Fernando ladeó un poco la cabeza como calibrando la situación. El hombre de la mesa cercana se levantó y se sentó con nosotros. La mujer se dirigió a la puerta y salió de la cafetería. Tuve tiempo para apreciar que era algo más joven que él y en buena forma física, casi una atleta. El hombre, un ejecutivo con traje de varios miles de euros que bordeaba la treintena, estadounidense de origen latino y con aspecto lobuno, se identificó como Jesús Salvador, estrechándome la mano con más firmeza de la necesaria.

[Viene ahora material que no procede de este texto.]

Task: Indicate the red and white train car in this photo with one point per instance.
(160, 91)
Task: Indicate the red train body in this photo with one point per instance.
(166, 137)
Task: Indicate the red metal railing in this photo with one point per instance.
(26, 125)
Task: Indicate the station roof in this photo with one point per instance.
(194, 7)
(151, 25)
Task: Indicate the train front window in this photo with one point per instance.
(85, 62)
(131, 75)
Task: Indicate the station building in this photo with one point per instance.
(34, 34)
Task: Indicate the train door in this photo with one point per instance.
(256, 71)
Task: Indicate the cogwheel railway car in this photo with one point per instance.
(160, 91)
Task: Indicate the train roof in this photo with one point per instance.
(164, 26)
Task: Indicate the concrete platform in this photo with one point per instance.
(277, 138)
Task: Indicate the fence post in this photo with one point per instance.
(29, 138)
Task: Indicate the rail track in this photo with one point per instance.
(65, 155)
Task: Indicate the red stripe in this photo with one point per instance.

Fernando era su empleado. Jesús hizo un leve gesto y tomó la iniciativa de la conversación, ahora entre él y yo. Lo que se iba a decir a continuación, era ya más de lo que debía saber.

—Somos una agencia no independiente…

Hizo una pausa esperando mi asentimiento, para asegurarme de que yo sobreentendía una participación gubernamental.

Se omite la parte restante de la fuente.